What's the environment like in rural India?
Throughout Andhra Pradesh and Telegana, low rainfall means drought is a constant threat. In rural areas where agriculture is the main source of income, people face high risk and low returns. Maintaining agricultural production is difficult in this region due to several factors:
• Lack of soil and moisture conservation measures
• Prevalence of degraded and eroded soils
• Groundnut monoculture and the dependence on rain-fed farming
• Outdated agriculture practices such as flood irrigation
• Excess use of fertilizers and pesticides
What are we doing to help?
In 1987, VFF implemented an environmental sustainability plan to ensure the future of the families in the region. We began to address these issues by raising public awareness about eco-regeneration and the environment. The plan included extending crop diversification, promoting effective water management through harvesting rainwater and efficient micro-irrigation systems, and planting land with natural vegetation and tree cover. Our sustainability initiatives also promote the participation of women and improve their quality of life through enhanced access to water for domestic purposes.

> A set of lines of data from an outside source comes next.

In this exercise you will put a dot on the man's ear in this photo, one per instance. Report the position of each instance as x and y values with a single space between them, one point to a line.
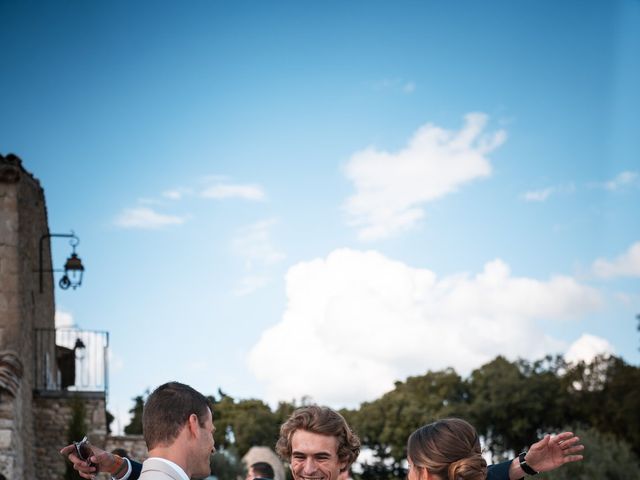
194 425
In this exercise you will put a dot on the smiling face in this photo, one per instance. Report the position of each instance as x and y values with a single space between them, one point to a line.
204 447
314 456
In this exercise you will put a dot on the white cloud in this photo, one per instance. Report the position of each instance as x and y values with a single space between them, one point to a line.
392 187
146 218
357 321
227 190
537 195
254 244
586 348
623 179
394 85
625 265
250 284
176 193
544 193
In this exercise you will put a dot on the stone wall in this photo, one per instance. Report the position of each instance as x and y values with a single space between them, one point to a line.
23 220
133 444
53 412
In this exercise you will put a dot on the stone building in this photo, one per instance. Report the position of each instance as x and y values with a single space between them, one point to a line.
40 391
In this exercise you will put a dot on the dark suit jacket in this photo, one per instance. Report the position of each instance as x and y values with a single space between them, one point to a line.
499 471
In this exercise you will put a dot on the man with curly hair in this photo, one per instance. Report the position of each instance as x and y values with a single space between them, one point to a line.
319 444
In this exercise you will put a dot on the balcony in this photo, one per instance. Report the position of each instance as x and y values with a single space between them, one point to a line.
70 359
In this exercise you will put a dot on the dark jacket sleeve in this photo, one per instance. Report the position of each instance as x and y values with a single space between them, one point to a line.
136 468
499 471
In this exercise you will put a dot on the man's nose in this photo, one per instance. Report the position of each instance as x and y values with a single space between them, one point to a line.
309 465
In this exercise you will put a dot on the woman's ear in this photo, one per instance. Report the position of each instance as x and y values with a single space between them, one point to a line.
423 473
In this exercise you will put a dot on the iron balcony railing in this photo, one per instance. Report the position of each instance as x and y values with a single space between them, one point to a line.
71 359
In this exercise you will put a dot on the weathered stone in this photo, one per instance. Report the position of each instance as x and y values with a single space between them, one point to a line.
5 438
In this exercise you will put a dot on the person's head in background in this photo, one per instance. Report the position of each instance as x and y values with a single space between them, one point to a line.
447 449
260 470
120 451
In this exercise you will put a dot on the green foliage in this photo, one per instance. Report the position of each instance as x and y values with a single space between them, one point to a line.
385 424
605 394
512 403
605 458
76 430
242 424
226 465
135 426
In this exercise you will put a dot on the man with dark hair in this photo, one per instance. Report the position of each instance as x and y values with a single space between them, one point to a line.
260 471
319 445
178 430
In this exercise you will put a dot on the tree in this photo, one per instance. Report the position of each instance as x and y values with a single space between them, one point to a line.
385 424
226 465
512 403
606 458
605 394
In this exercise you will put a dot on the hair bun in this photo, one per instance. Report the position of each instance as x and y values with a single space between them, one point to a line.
473 467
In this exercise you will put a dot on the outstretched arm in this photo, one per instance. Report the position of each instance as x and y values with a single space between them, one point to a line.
102 461
549 453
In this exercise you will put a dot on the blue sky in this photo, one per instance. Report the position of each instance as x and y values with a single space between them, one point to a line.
288 198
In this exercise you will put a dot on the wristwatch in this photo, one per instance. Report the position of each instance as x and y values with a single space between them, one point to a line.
525 466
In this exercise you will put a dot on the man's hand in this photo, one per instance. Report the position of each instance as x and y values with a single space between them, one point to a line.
105 461
553 451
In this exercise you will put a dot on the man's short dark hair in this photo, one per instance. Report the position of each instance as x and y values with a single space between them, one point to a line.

Our programs have improved agricultural production for thousands of families:
• More than 45,000 hectares of land transformed from desert to farm
• More than eight million fruit trees distributed to farmers to diversify their crops
• 104,000 trees planted to prevent erosions and increase the capacity of the land to absorb water
• More than 3,000 water storage structures constructed to retain the monsoon rains and support local farming irrigation systems
Irrigation has made farming in the desert possible, successfully helping over 15,000 people escape extreme poverty. Drip irrigation wastes the least amount of water, keeping the ground water level sustainable. Sprinkler irrigation is just $360 per acre, while drip irrigation as pictured above is about $900 per acre. Both methods are used to bring life back to the desert.
Our experts helping farmers prevent bug infestations and plant disease to increase crop yield. This also creates an opportunity to sell more diverse foods in the market.
The Chenchu people have lived in the forest as a tribal community. They want to preserve their way of life, which includes bee keeping and honey production in the forest. We are helping them fight for the right to their native land and support forest preservation.